Polare und unpolare Moleküle
Polare Moleküle wie Cyanwasserstoff haben eine ungleiche Verteilung der elektrischen Ladungen, wodurch ein positiver und ein negativer Pol entstehen. Diese Polarität begünstigt Wechselwirkungen mit anderen polaren Molekülen durch elektrostatische Anziehung, was erklärt, warum sie sich oft in polaren Lösungsmitteln wie Wasser auflösen.
Unpolare Moleküle wie Methan und Ethan haben eine symmetrische Ladungsverteilung, was sie wenig kompatibel mit polaren Substanzen macht. Im Allgemeinen ziehen sie es vor, sich mit anderen unpolaren Molekülen zu verbinden, ein Prinzip, das mit dem Sprichwort "Gleich und gleich gesellt sich gern" zusammengefasst wird.

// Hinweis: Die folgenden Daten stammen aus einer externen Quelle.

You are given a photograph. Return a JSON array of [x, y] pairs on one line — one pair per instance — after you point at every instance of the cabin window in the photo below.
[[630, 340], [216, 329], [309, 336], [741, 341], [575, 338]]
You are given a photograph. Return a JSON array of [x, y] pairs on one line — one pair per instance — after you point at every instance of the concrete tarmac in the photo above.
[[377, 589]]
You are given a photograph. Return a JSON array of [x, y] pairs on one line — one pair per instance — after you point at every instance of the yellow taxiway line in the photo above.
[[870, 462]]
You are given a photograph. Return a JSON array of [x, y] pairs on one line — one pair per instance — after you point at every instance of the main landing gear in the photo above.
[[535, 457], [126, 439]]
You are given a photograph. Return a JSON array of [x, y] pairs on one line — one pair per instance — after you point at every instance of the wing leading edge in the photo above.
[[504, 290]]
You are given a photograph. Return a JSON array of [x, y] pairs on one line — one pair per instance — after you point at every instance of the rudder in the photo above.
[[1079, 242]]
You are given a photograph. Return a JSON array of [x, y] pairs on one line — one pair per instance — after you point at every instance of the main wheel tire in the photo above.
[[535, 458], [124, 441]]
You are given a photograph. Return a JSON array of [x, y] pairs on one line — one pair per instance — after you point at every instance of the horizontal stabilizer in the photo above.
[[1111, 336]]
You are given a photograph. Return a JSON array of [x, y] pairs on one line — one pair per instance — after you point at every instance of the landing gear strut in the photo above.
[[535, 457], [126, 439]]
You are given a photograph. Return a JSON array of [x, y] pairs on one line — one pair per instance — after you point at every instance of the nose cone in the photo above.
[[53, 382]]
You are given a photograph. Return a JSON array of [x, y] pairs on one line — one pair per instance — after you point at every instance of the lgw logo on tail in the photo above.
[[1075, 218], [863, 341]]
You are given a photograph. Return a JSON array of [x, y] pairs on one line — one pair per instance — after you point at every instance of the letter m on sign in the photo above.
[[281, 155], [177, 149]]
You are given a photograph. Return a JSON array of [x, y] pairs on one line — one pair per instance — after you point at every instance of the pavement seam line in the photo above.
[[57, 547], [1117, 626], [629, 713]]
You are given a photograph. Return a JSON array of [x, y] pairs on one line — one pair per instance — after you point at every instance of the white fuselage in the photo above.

Auf Titan stellt die Entdeckung von Mischungen dieser beiden Molekültypen diese Regel in Frage. Die extrem niedrigen Temperaturen von etwa -180 °C ermöglichen es Methan und Ethan, in die Cyanwasserstoff-Kristalle einzudringen und stabile Co-Kristalle zu bilden. Diese Wechselwirkung wird durch die Kristallstruktur erleichtert, die unpolare Moleküle in ihren Zwischenräumen aufnehmen kann.
Diese Ausnahme ebnet den Weg für neue Forschungen zu molekularen Mischungen in kalten Umgebungen wie interstellaren Wolken oder Kometen, wo ähnliche Reaktionen stattfinden könnten.
Die präbiotische Chemie und die Ursprünge des Lebens
Die präbiotische Chemie untersucht die chemischen Reaktionen, die vor etwa 4 Milliarden Jahren zur Entstehung des Lebens auf der Erde geführt haben könnten. Sie konzentriert sich auf die Bildung komplexer organischer Moleküle aus einfachen Verbindungen unter natürlichen Bedingungen.
Cyanwasserstoff gilt als ein wichtiger Vorläufer in diesem Prozess. Er kann mit anderen Molekülen reagieren, um Aminosäuren zu bilden, die die Grundbausteine der Proteine und essentiell für das Leben sind. Ebenso ist er an der Synthese von Nukleobasen beteiligt, den Bestandteilen von RNA und DNA.
Titan mit seinen Kohlenwasserstoff-Seen und seiner stickstoffreichen Atmosphäre ähnelt einer vereisten Version der frühen Erde. Die Wechselwirkungen zwischen Cyanwasserstoff und Kohlenwasserstoffen könnten dort Schlüsselschritte der präbiotischen Chemie simulieren, trotz der lebensfeindlichen Temperaturen.
Indem sie diese Mechanismen auf Titan verstehen, hoffen Wissenschaftler aufzuklären, wie das Leben auf der Erde entstehen konnte und ob ähnliche Prozesse anderswo im Universum möglich sind, beispielsweise auf Exoplaneten oder anderen Eismonden.